Sozialhilfewahnsinn live ... wie man die Sozialhilfe vorsätzlich unmöglich macht...

Werte Mitdiskutanten

Sicher bin ich was Sicherheitspolitik angeht eher bürgerlich eingestellt, europapolitisch eher nationalkonservativ, gesellschafts- und sozialpolitisch kann ich mich aber durchaus mit Anliegen die von Mitte-links kommen anfreunden und auch entsprechend abstimmen.

Die Meldungen aus der Zürcher Gemeinde Hagenbuch stimmen mich aber wirklich nachdenklich. Eine Asylbewerberfamilie aus Eritrea hat einen derart hohen Betreuungsbedarf, dass die Gemeinde u. U. den Steuerfuss erhöhen muss. Der Volkszorn, aufgeheizt von Qualitätsmedien wie dem Blick (andernorts bekannt als journalistischer Abschaum) kocht beinahe über.

Woran liegt das? Ich kann für die Proteste ein gewisses Verständnis aufbringen. Aber auch für diese Flüchtlingsfamilie. Wir wissen alle nicht, was diese Menschen erlebt haben und wie traumatisiert sie sind. "Sich einfach mal zusammenreissen" wie von diesen Menschen gerne gefordert wird, ist eben nicht so einfach wie es vom Fernsehsessel aus aussieht.

Ich glaube der Ansatz muss ein anderer sein.
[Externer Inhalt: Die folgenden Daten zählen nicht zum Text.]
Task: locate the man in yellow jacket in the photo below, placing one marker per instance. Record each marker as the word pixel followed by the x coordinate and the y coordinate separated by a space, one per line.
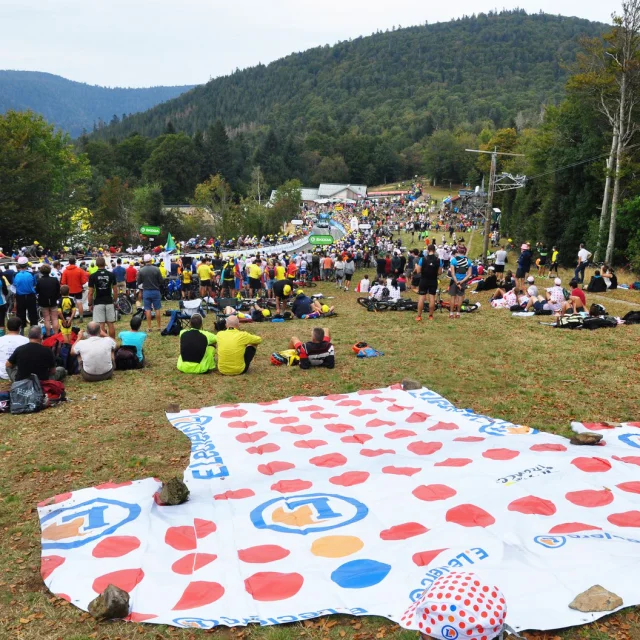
pixel 236 348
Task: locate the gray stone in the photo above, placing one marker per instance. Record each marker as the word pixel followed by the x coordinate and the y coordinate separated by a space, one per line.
pixel 173 492
pixel 112 603
pixel 596 599
pixel 587 437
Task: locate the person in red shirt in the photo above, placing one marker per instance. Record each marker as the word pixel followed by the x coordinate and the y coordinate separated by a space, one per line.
pixel 577 300
pixel 75 278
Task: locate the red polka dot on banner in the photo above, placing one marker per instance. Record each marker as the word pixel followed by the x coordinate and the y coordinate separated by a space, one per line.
pixel 350 478
pixel 181 538
pixel 48 564
pixel 433 492
pixel 338 427
pixel 140 617
pixel 379 423
pixel 454 462
pixel 299 430
pixel 238 494
pixel 242 424
pixel 423 558
pixel 362 412
pixel 399 433
pixel 358 438
pixel 113 485
pixel 261 449
pixel 374 453
pixel 233 413
pixel 290 486
pixel 263 553
pixel 548 447
pixel 628 459
pixel 329 460
pixel 590 498
pixel 125 579
pixel 190 563
pixel 500 454
pixel 115 546
pixel 403 531
pixel 55 499
pixel 532 505
pixel 401 471
pixel 573 527
pixel 424 448
pixel 629 487
pixel 591 465
pixel 469 515
pixel 287 420
pixel 244 438
pixel 626 519
pixel 275 467
pixel 443 426
pixel 309 444
pixel 417 416
pixel 203 528
pixel 198 594
pixel 272 586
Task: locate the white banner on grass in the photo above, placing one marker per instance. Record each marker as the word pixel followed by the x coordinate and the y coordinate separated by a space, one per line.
pixel 355 503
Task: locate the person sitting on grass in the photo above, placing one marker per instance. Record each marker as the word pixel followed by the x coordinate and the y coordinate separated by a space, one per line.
pixel 197 355
pixel 236 349
pixel 33 357
pixel 317 353
pixel 134 339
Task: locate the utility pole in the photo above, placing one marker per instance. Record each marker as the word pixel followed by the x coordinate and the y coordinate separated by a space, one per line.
pixel 504 182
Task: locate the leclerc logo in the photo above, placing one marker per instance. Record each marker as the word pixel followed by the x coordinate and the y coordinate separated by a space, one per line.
pixel 551 542
pixel 80 524
pixel 309 513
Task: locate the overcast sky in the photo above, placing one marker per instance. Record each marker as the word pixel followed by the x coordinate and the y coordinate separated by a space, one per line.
pixel 140 43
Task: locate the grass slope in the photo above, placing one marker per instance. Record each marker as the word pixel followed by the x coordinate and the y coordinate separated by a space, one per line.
pixel 510 368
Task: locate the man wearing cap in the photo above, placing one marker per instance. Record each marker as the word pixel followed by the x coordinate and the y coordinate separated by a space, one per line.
pixel 281 290
pixel 151 280
pixel 25 285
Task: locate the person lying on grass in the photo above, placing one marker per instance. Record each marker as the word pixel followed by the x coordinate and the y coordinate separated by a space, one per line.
pixel 319 352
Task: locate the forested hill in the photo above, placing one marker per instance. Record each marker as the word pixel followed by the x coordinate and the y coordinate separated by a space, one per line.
pixel 74 106
pixel 474 69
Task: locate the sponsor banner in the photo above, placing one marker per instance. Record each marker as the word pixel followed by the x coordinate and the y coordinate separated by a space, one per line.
pixel 355 504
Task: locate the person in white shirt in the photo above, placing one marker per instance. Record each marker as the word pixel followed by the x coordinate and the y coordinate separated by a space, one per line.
pixel 10 342
pixel 583 260
pixel 96 352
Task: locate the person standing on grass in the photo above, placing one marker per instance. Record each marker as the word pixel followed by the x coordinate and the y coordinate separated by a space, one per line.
pixel 460 273
pixel 583 260
pixel 428 268
pixel 151 280
pixel 103 290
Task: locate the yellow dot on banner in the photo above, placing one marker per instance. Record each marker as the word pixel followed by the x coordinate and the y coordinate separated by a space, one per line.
pixel 336 546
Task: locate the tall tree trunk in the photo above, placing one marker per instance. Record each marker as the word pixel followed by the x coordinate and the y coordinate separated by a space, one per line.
pixel 605 198
pixel 616 183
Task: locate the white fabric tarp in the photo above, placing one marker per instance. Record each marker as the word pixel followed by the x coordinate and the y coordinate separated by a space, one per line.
pixel 354 503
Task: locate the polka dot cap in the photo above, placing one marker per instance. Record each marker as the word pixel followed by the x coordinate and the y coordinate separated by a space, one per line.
pixel 458 605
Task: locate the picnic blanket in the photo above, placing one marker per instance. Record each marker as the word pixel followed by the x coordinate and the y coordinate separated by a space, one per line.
pixel 355 503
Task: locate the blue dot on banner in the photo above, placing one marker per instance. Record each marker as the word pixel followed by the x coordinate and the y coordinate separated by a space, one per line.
pixel 359 574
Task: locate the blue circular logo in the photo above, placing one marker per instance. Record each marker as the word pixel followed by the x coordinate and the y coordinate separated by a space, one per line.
pixel 309 513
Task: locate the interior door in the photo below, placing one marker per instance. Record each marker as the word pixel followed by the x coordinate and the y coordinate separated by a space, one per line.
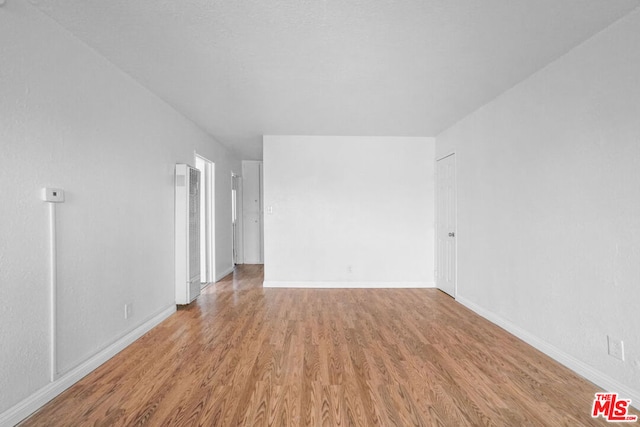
pixel 446 224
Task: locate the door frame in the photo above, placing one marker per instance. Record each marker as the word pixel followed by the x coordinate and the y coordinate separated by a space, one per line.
pixel 208 246
pixel 455 220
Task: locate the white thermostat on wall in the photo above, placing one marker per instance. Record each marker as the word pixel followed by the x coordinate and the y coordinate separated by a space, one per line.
pixel 54 195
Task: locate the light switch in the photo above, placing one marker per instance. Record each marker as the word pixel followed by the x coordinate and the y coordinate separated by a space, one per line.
pixel 53 195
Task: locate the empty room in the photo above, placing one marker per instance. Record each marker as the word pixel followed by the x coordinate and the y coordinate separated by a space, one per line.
pixel 319 212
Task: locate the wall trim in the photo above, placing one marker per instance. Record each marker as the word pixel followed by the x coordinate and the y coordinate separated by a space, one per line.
pixel 595 376
pixel 225 273
pixel 28 406
pixel 347 285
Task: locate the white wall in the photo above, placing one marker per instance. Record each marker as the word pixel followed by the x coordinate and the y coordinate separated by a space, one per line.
pixel 549 207
pixel 70 119
pixel 349 211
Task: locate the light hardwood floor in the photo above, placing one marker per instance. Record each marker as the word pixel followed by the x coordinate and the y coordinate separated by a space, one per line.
pixel 242 355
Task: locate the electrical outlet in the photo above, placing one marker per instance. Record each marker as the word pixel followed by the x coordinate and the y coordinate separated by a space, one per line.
pixel 616 348
pixel 128 310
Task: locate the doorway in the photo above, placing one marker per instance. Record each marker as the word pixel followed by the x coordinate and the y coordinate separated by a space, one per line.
pixel 235 225
pixel 446 225
pixel 207 220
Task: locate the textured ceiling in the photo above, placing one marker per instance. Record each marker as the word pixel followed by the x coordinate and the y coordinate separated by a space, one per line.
pixel 244 68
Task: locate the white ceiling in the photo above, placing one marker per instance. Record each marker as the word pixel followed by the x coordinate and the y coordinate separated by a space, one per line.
pixel 244 68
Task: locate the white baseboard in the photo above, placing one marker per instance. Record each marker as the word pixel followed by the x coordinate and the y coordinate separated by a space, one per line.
pixel 347 285
pixel 595 376
pixel 225 273
pixel 26 407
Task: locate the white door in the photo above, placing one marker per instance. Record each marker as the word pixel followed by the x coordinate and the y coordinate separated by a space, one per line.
pixel 446 224
pixel 252 212
pixel 207 220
Auch bei diesem Skandal (und es ist eben doch einer) wie schon beim Fall Carlos ist eine Privatunternehmung im Spiel die dem Staat eklatante Beträge für Betreuungsaufgaben verrechnet und dabei die Wünsche der betroffenen Familie scheinbar recht hoch gewichtet, wenn Second-Hand Kleider angeblich nicht in Frage kommen.

Mir scheint es wäre eine Initiative angebracht die etwa wie folgt lautet:

Die Bundesverfassung wird wie folgt geändert:

Soziale Unterstützung:

Die Auftragserteilung an private gewinnorientierte Unternehmen ist im Bereich von Sozialhilfe, Vormundschaft und Beistandschaft und im Asylbereich verboten.

Für Betreuung von Bedürftigen im Rahmen von KESB kommen im Sinne von Leistungsvereinbarungen private Stiftungen und kirchliche Institutionen in Frage.
Dabei darf kein Gewinn erzielt werden, die Einstellung von zusätzlichem Personal ist ausgeschlossen. (Das würde heissen, dass der Kanton z. B. einer Kirchgemeinde den Auftrag gibt einen Mittagstisch für Asylbwerber durchzuführen. Dabei darf nur der Aufwand an Lebensmitteln und eine Entschädigung für allfällige Freiwillige in Rechnung gestellt werden. Diese Entschädigung muss den Freiwiligen weitergegeben werden).

Eine Gewinnausschüttung an Privatpersonen ist in jedem Fall verboten.

Die kantonalen Gesetzgebungen regeln das weitere...

Löst sicher nicht alle Probleme, würde aber den Sumpf der Betreuungsfirmen etwas austrocknen.